In the battle for control of the Yadkin River, Alcoa sustained a major setback in early December when the state Division of Water Quality revoked a critical permit it had issued in 2009, saying Alcoa had withheld important information about its operations on the Yadkin. (For background, see our cover story, “Give back the Yadkin, dammit,” Nov. 18, 2009.)
“[Alcoa’s] application and its supporting information were incorrect through intentional withholding of information material to” whether the dams could ever meet the permit standards, DWQ Director Colleen Sullins said in a revocation letter sent to Alcoa Power Generating Inc., a subsidiary of the giant worldwide corporation.
The permit, known as a 401 water quality certification, was based on Alcoa’s assurances of improved performance at its four very profitable hydroelectric dams, built long ago to supply power to a giant smelting plant in Stanly County that shut down in 2007.
Without the state permit, Alcoa cannot be relicensed by the federal government to continue operating the dams.
Alcoa has operated three of the dams for the last 90 years under a license originally issued when the Federal Water Power Act was enacted in 1920. With no objection from the state, the Federal Energy Regulatory Commission (FERC) renewed the license for 50 yearsand a fourth damin 1958.
With the federal license now expired, however, and the Alcoa smelter closed, a coalition of state and local officials and the nonprofit Yadkin Riverkeeper have called on FERC to deny Alcoa’s application for yet another 50-year renewal. They argue that Alcoa’s right to control and profit from the river was predicated on its continuing to employ hundreds of people at the plant.
No jobs, no license, they say.
Alcoa, on the other hand, insists that it has a vested right to the dams because it built themand FERC has never failed to renew a licensee.
Under the proposed state legislation backed by Gov. Bev Perdue and Stanly County, though, the General Assembly would create a Yadkin River Trust Authority to assume the license and take over the dams if the FERC ruling goes their way. Under the never-exercised recapture section of the federal statute, Aloca would be entitled to compensation for its net investment in the dams only, not their much greater fair-market value.
The fair-market value of the dams, according to Alcoa, is in the hundreds of millions of dollars, based on the profits produced from the sale of generated electricity. By contrast, the net investment valueessentially the depreciated value of Alcoa’s equipmentwas estimated by the company’s subsidiary at about $25 million a few years ago.
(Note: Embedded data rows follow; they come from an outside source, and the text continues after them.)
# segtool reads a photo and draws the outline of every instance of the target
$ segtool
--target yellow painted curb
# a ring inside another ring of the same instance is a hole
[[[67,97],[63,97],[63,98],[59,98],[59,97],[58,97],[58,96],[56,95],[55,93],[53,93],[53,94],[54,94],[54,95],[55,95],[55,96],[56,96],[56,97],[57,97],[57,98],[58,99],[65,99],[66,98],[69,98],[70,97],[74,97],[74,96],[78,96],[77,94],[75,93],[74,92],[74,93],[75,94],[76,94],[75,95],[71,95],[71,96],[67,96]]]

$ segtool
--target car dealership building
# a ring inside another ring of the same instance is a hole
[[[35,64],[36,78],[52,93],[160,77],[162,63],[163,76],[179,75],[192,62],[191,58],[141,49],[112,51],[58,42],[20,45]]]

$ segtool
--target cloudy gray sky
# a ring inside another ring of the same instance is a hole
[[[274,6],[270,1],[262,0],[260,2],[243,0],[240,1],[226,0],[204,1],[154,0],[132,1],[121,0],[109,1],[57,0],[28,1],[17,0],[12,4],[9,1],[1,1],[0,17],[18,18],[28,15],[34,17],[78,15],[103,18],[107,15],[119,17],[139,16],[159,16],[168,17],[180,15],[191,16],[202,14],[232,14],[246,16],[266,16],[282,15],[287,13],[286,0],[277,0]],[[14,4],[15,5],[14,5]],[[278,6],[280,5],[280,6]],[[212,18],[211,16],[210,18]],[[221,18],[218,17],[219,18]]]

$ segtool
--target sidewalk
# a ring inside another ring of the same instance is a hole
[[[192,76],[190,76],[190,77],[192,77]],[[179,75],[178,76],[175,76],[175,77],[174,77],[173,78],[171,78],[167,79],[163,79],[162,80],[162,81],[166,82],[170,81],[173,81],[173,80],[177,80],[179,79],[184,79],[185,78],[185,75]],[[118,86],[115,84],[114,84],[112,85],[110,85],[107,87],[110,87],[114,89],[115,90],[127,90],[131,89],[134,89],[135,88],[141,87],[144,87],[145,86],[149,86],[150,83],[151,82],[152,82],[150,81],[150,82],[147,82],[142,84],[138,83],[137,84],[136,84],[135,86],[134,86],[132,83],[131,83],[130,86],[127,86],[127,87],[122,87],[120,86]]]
Since then, Alcoa’s additional investments in new turbines, designed to meet the 401 water quality standards, have pushed that figure into the $100 million range, according to both the company and Stanly County Manager Andy Lucas.
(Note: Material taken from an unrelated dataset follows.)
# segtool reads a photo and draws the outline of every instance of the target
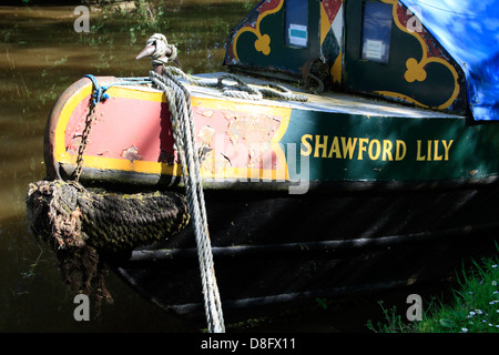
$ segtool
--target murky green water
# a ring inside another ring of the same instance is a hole
[[[115,275],[108,277],[114,304],[90,322],[73,317],[74,292],[54,267],[54,255],[29,231],[28,184],[44,178],[43,131],[62,91],[82,75],[146,75],[147,60],[135,61],[145,40],[162,31],[180,50],[184,71],[223,70],[228,32],[257,0],[172,0],[145,14],[151,26],[92,11],[90,33],[77,33],[74,6],[0,7],[0,331],[1,332],[195,332],[140,297]],[[136,14],[139,16],[139,14]],[[142,14],[144,16],[144,14]],[[404,303],[410,291],[390,294]],[[268,320],[255,332],[366,332],[380,316],[377,297],[337,307],[316,307]],[[244,329],[237,329],[244,331]]]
Were FERC to strip Alcoa’s license under the terms of the proposed state legislation, Lucas says, the newly created Yadkin trust authority would be empowered to issue revenue bonds sufficient to pay off Alcoa. The profits to the authority from electricity sales would far exceed the amount needed to back the bonds.
DWQ’s revocation abruptly ended the case before a state administrative law judge over whether the 401 permit was properly issued in the first place. The judge had stayed the permit while he took testimony from Alcoa officials and anti-Alcoa witnesses called by Stanly County and the Yadkin Riverkeeper. In the course of the testimony, internal e-mails from Alcoa surfaced indicating that what company officials were telling DWQ wasn’t necessarily so.
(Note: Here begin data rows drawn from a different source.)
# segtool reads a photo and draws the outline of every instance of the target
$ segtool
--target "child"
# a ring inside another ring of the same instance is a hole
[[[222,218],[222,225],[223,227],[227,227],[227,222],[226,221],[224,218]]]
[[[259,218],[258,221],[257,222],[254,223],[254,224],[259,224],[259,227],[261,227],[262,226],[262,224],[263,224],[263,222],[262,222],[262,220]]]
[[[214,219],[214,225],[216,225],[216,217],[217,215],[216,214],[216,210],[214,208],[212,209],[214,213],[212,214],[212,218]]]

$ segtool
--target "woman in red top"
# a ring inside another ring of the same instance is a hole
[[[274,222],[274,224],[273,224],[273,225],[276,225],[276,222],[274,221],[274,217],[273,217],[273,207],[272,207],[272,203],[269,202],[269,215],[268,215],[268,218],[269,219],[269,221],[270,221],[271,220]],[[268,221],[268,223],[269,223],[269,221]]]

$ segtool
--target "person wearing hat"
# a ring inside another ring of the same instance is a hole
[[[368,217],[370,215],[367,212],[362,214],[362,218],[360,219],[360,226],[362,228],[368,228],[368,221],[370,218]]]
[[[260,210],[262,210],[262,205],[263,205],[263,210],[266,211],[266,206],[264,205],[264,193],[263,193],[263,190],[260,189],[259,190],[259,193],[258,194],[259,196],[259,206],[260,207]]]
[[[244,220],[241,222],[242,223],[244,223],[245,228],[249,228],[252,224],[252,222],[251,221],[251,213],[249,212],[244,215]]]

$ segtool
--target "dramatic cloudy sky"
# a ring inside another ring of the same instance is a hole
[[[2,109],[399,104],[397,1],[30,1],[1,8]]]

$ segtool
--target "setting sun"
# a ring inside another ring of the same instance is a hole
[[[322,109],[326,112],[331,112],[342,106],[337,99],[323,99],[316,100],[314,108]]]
The issue was whether the new, aerated turbines Alcoa was installing would definitely solve the problem of low dissolved oxygen levels in the water being released (the “tailwaters”) from two of its dams. A string of Alcoa e-mails indicated they might not. One, written by company official Gene Ellis, nonetheless counseled against telling DWQ. “If we even begin to suggest to DWQ that [the new equipment] may not allow those tailwaters to meet state standards, Ellis advised, “DWQ can’t issue us a 401.” His advice: Get the permit, and if the turbines don’t work, negotiate with DWQ about “next steps.”
Alcoa has 60 days to challenge the revocation, or it can start the 401 application process again. Rick Bowen, the Alcoa official in charge of its hydropower operations, said the company will challenge the ruling, calling it neither justified nor appropriate. “No material information was withheld,” Bowen said in a statement.
The same equipment is widely used in other locations, Bowen said, and in fact dissolved-oxygen levels have been improving since last year when it was installed on the Yadkin.